“On March 1, Goldman Sachs (GS) - Get Report and J.P. Morgan Securities (JPM) - Get Report, as representatives of the underwriters, agreed that the restricted period will end with respect to 40% of the shares subject to each lockup agreement,” the San Francisco company said in a Securities and Exchange Commission filing.
The total is “20% of shares if the stockholder is a member of the company’s board of directors (excluding affiliated funds) or management team.”
The shares are eligible for sale in the public market at the opening of trading March 9.
DoorDash went public Dec. 9. The original lockup agreement was to last for 180 days. About 35.8% of shares outstanding will be eligible for sale, which could more than double DoorDash’s public float, MarketWatch reported.

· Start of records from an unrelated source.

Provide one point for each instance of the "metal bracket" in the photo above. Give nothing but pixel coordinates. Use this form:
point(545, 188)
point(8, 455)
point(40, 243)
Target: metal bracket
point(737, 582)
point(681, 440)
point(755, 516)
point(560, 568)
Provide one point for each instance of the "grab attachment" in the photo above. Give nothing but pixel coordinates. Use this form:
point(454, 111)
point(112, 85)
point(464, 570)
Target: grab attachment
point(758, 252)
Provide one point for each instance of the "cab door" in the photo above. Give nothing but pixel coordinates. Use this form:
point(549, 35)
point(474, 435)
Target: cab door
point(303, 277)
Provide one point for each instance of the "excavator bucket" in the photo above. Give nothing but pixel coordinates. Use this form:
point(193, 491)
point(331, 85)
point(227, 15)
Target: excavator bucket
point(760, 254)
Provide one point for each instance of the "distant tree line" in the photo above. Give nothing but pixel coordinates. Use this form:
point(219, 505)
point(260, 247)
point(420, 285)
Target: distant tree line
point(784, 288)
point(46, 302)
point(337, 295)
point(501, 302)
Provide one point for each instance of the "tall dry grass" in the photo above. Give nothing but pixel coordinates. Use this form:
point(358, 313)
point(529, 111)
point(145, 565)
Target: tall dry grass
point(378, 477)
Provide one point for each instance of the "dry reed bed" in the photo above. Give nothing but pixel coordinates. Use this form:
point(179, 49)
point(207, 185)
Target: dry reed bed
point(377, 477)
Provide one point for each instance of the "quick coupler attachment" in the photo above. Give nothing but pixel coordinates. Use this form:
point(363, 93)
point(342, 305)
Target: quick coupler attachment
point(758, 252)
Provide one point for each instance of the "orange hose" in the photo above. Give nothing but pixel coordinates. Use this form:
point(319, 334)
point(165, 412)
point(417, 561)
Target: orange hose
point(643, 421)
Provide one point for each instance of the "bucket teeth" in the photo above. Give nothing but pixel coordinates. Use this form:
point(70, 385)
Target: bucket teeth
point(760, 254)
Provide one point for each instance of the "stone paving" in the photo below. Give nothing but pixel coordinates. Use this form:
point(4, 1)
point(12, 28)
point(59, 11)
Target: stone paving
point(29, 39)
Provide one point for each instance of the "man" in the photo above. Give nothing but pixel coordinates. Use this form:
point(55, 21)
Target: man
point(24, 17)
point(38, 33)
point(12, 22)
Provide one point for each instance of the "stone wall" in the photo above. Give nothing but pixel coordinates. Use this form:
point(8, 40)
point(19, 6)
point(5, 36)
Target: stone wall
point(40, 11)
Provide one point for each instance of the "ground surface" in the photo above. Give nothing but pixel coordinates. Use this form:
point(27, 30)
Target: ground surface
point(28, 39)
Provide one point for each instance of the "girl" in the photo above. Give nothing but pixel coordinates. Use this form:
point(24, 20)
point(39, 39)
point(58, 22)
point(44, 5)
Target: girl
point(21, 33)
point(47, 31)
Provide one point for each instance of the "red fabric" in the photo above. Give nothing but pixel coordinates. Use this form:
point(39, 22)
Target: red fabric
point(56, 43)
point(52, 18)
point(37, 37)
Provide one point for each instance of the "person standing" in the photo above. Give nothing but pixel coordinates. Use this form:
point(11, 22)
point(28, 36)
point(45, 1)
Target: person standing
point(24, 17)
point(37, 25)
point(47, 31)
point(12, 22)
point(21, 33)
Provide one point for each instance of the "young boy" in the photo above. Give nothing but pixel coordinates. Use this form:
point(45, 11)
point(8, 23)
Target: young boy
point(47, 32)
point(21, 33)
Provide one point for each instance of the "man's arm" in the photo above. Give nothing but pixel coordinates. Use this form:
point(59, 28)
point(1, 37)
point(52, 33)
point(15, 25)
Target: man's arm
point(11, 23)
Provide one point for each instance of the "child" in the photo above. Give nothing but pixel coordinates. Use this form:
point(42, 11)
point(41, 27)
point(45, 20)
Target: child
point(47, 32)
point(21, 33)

The stock recently traded at $173.37, up 2.3%.
Meanwhile, TheStreet.com founder Jim Cramer on Monday expressed agreement with analysts who said after DoorDash’s earnings report last week that its growth will likely slow as the U.S. economy reopens.
To be sure, some analysts stuck with the company, as it beat Wall Street's fourth-quarter-revenue estimates. Deutsche Bank analyst Lloyd Walmsley raised his price target to $190 a share from $185 and affirmed his buy rating.
"We understand the negative reaction from a contribution profit miss in the first quarter as a public company, but view this pullback as an opportunity for investors to reload on a fast-growing market leader with best-in-class execution and an enormous [total addressable market] ahead of it," he wrote in a commentary.